LAWRENCEVILLE, Ga. — Black Book’s Used Vehicle Retention Index for fell 0.8% from February to 113 heading into April. The index is calculated using Black Book’s published wholesale average value on two- to six-year-old vehicles as a percent of original typically equipped MSRP.

The vehicle valuation firm noted that rising interest rates and auto loan delinquencies have led to a slight tightening of credit availability. Incentives also continue to rise, while certified pre-owned growth has continued to slow. Combined, these factors are creating downward pressure on retention values, resulting in the downward trend in the monthly index, which is weighted based on vehicle registration volume and adjusted seasonality, vehicle age, mileage, condition and inflation.

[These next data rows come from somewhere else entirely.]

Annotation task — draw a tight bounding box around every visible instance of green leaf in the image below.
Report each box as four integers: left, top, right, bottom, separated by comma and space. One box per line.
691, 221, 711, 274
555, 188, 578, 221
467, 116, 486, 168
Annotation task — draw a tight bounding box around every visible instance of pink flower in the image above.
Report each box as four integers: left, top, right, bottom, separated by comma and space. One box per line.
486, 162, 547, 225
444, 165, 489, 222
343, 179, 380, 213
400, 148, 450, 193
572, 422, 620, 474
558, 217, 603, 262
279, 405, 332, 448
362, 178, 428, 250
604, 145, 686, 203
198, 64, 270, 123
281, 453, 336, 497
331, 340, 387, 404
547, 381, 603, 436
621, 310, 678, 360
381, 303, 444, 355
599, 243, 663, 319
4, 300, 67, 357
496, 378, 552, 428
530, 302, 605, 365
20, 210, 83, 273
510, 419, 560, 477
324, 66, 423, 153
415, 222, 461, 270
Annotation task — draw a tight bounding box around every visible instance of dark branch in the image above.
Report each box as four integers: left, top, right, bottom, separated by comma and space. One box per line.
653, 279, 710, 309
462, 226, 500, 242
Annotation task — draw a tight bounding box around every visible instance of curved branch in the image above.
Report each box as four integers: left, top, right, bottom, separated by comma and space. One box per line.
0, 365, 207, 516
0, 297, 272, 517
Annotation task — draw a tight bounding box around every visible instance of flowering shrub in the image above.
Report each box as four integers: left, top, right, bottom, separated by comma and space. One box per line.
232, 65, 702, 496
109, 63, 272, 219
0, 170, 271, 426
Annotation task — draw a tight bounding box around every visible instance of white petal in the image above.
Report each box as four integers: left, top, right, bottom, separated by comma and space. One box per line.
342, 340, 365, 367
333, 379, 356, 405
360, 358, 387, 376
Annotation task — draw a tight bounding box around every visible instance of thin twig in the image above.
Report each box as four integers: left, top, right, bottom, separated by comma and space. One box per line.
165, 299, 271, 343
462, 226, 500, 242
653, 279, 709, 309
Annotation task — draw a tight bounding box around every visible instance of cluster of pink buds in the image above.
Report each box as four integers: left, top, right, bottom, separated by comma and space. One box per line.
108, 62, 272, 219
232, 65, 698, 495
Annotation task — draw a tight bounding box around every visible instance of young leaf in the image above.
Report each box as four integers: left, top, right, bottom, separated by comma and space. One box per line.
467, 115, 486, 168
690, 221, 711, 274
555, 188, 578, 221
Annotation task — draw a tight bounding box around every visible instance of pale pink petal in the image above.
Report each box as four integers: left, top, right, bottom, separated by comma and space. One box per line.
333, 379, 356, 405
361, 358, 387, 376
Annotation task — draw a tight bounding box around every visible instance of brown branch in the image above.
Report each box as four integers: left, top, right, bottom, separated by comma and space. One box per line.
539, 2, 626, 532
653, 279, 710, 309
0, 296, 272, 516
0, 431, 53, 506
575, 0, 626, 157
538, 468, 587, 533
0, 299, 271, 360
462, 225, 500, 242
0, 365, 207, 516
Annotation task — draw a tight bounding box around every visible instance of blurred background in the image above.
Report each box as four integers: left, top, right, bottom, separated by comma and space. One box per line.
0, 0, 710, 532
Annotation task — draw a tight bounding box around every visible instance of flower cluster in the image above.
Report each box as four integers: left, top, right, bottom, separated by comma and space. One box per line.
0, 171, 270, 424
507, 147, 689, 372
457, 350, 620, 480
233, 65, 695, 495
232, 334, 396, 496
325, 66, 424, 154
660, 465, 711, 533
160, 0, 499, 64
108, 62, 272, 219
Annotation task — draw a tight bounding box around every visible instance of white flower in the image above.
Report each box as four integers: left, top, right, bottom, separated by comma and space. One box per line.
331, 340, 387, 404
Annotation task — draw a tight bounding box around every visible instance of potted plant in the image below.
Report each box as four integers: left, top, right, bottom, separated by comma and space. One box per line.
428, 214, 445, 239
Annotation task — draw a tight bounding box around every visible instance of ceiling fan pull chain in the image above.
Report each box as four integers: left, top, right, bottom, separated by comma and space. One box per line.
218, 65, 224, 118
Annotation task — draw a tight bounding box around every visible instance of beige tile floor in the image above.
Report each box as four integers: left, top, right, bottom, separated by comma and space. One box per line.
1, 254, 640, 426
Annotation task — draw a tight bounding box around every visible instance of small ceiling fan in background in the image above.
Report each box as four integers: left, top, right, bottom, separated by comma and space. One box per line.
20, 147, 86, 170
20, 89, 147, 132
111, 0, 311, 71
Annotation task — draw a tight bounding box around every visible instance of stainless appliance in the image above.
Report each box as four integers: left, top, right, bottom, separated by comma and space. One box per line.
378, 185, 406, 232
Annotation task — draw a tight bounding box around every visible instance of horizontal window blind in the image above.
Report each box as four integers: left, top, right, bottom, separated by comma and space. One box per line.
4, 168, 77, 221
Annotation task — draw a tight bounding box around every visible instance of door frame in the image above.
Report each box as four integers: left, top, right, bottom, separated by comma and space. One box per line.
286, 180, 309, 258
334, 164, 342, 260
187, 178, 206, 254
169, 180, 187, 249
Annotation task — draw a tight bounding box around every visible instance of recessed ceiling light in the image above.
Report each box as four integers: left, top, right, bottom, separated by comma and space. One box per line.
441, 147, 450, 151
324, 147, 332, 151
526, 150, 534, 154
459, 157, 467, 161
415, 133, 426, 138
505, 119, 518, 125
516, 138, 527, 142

The two segments showing the most significant drops based on their index calculations were subcompact cars, which fell 2.2% and Compact Crossovers, which fell 1.6%.

“We are continuing to see that the market is steadily declining, and a typical four-year-old vehicle is not retaining the same value over time,” said Anil Goyal, senior vice president of automotive valuation and analytics for Black Book. “Given the direction of supply, demand, incentives and interest rates, we feel this easing downward trend for the Index will continue throughout the balance of 2017.”

The Index dates back to January 2005, when Black Book published a benchmark index value of 100 for the market. In 2008, the index dropped by 14.1%. It dropped by 6.4% in 2016. During 2011, the index rose strongly from 113.3 to 123 by the end of the year, as the economy picked up steam and used-vehicle values rose higher. It continued to remain relatively stable, peaking at 128.1 in May 2014.

Since registering a score of 125.9 in May 2015, however, the index has fallen steadily. This recent trend illustrates a continued, yet slow, weakening of the used-vehicle market as a result of cresting demand and increased supply in the used market, according to the firm.